Nationally, at least two forces were at work. First, the stagflation of the 1970s meant that parents had less discretionary income, thus weakening the pool of prospective boarding students. Other demographic changes, such as the increase in divorce, affected the pool of prospective boarding students.

In 1979, there was sufficient interest in the surrounding community for Athenian to open a day-school-only middle school, serving students in grades 6–8. Most of them continued on to finish high school at Athenian.

== Athletics ==
Athenian is one of ten schools in the Bay Counties League - East. The school colors are terra cotta and black; the sports teams wear orange and black. The full list of sports offered includes wrestling, soccer, volleyball, tennis, dance, golf, swimming, track & field, cross country, basketball, baseball, badminton, women's lacrosse and a variety of other non-team athletics, including hiking, ultimate frisbee, fencing, yoga, outdoor adventure, and weight training.
In 2024, Athenian boys basketball team won its first CIF State championship.

== Athenian Wilderness Experience (AWE) ==
Athenian students in their junior year spend twenty six days backpacking in either the Sierra Nevada during the summer, or Death Valley during the spring semester. The course is designed to promote personal growth, develop a sense of community, and foster environmental stewardship amongst Athenian students.
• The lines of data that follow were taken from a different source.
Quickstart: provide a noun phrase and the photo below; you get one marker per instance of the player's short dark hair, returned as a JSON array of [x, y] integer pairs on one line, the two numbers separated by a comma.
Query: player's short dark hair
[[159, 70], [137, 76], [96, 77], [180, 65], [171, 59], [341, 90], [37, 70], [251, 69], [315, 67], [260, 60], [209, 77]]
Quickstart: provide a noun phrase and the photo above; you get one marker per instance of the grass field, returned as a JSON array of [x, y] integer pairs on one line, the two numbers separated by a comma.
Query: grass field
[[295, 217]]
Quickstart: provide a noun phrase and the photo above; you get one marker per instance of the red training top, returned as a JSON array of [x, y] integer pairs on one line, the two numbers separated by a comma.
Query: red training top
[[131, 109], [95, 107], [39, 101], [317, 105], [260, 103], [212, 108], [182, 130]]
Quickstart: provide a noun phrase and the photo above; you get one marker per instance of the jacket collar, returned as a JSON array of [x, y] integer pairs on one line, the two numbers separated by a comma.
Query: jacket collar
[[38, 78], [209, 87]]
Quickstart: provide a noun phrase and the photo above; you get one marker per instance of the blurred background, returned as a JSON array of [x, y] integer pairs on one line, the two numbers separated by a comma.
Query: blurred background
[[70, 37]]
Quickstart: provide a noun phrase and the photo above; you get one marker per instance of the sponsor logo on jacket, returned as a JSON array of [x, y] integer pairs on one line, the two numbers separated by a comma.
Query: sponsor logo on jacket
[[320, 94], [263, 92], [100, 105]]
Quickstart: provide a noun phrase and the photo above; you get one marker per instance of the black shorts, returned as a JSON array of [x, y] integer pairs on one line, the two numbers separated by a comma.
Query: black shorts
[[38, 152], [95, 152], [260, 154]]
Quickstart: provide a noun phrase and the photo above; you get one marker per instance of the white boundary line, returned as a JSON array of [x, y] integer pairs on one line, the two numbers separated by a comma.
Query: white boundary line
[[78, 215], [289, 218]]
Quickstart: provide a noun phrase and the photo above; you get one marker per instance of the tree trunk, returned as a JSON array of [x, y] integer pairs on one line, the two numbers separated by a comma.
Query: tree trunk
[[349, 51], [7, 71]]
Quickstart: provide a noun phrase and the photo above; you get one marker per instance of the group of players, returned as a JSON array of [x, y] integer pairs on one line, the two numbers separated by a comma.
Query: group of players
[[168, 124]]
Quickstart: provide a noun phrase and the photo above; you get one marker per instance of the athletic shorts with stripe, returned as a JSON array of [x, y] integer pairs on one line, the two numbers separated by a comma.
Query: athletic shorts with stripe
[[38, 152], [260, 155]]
On the homecoming day, AWE participants take part in a tradition known as "Run In", during which students run from a location that is 8 miles away from the school back to the campus.

== March Term ==
March Term courses are two-week immersive experiences. These typically include international and domestic travel focused on service work, cultural immersion, and independent inquiry in fields such as environmental conservation, social justice, and history.